Pair Corralation between UNIQA Insurance and Mobius Investment
Assuming the 90 days trading horizon UNIQA Insurance Group is expected to generate 0.96 times more return on investment than Mobius Investment. However, UNIQA Insurance Group is 1.04 times less risky than Mobius Investment. It trades about 0.31 of its potential returns per unit of risk. Mobius Investment Trust is currently generating about 0.05 per unit of risk. If you would invest 769.00 in UNIQA Insurance Group on October 30, 2024 and sell it today you would earn a total of 50.00 from holding UNIQA Insurance Group or generate 6.5% return on investment over 90 days.

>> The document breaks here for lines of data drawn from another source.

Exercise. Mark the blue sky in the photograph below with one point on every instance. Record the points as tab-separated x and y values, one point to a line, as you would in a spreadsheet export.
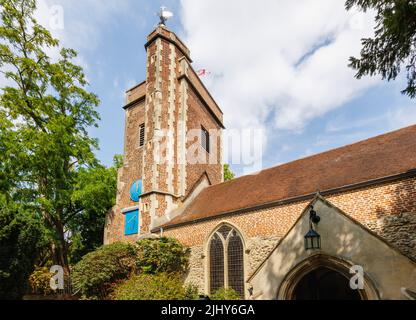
274	65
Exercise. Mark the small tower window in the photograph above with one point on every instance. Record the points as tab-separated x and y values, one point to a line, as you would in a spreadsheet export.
141	135
205	139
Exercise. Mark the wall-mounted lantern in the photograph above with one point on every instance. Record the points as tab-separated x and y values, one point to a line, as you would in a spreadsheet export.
312	238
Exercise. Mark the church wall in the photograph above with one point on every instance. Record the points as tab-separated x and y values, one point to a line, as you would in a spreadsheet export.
130	172
198	116
388	209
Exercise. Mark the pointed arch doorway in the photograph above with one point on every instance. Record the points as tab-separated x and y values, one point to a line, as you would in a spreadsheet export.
323	278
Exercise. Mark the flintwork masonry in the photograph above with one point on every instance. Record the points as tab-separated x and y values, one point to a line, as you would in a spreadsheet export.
248	234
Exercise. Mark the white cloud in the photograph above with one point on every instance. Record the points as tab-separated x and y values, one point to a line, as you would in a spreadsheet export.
282	59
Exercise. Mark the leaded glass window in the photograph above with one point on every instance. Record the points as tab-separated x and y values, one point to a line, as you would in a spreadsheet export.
226	254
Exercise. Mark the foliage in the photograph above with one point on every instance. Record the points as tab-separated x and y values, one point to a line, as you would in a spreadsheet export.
225	294
40	281
393	45
228	174
191	292
21	238
94	275
160	286
47	154
94	193
162	255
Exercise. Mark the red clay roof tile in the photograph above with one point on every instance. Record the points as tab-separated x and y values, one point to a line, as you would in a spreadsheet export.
385	155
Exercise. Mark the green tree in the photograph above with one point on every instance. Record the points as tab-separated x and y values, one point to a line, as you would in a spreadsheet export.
393	46
228	174
94	193
162	255
48	110
21	239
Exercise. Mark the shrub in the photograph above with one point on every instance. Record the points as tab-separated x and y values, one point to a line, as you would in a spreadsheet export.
162	255
160	286
39	281
94	275
21	240
225	294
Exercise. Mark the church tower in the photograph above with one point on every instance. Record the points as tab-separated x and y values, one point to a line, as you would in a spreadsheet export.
173	142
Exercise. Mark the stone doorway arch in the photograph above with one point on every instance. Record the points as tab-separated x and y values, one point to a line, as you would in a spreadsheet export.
323	277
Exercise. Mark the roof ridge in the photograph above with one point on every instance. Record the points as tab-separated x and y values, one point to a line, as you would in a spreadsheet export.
317	154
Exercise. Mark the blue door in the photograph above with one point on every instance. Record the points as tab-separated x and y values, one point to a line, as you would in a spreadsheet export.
131	223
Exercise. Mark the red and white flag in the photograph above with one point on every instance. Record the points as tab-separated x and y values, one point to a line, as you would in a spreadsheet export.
203	73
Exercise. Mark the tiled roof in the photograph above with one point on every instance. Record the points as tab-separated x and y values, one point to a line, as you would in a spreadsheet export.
382	156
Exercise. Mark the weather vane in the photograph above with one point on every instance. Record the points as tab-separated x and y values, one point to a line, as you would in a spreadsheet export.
164	15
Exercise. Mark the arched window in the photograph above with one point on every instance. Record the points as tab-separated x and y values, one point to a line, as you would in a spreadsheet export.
226	254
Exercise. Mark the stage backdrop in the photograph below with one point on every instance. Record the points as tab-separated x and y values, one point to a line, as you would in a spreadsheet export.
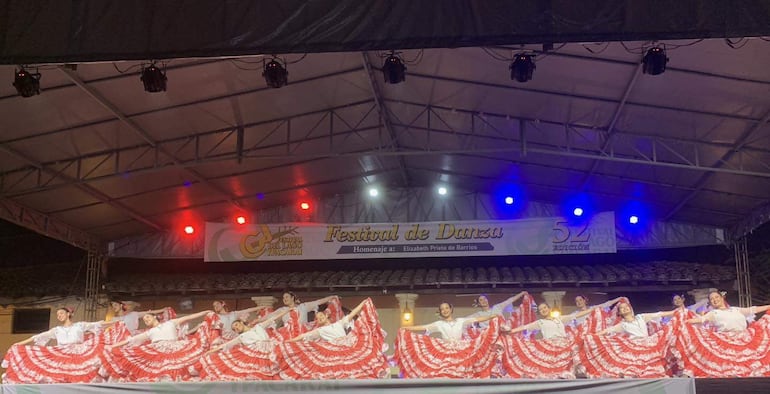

Time Period | 3 Months [change] |
Direction | Moves Together |
Strength | Strong |
Accuracy | 100.0% |
Values | Daily Returns |
UNIQA Insurance Group vs. Mobius Investment Trust
Performance |
Timeline |
UNIQA Insurance Group |
Mobius Investment Trust |
UNIQA Insurance and Mobius Investment Volatility Contrast
Predicted Return Density |
Returns |
Pair Trading with UNIQA Insurance and Mobius Investment
The main advantage of trading using opposite UNIQA Insurance and Mobius Investment positions is that it hedges away some unsystematic risk. Because of two separate transactions, even if UNIQA Insurance position performs unexpectedly, Mobius Investment can make up some of the losses. Pair trading also minimizes risk from directional movements in the market. For example, if an entire industry or sector drops because of unexpected headlines, the short position in Mobius Investment will offset losses from the drop in Mobius Investment's long position.UNIQA Insurance vs. United Airlines Holdings | UNIQA Insurance vs. Infrastrutture Wireless Italiane | UNIQA Insurance vs. Southwest Airlines Co | UNIQA Insurance vs. Planet Fitness Cl |
Mobius Investment vs. AfriTin Mining | Mobius Investment vs. Sealed Air Corp | Mobius Investment vs. Blackrock World Mining | Mobius Investment vs. Lundin Mining Corp |
Check out your portfolio center.Note that this page's information should be used as a complementary analysis to find the right mix of equity instruments to add to your existing portfolios or create a brand new portfolio. You can also try the Share Portfolio module to track or share privately all of your investments from the convenience of any device.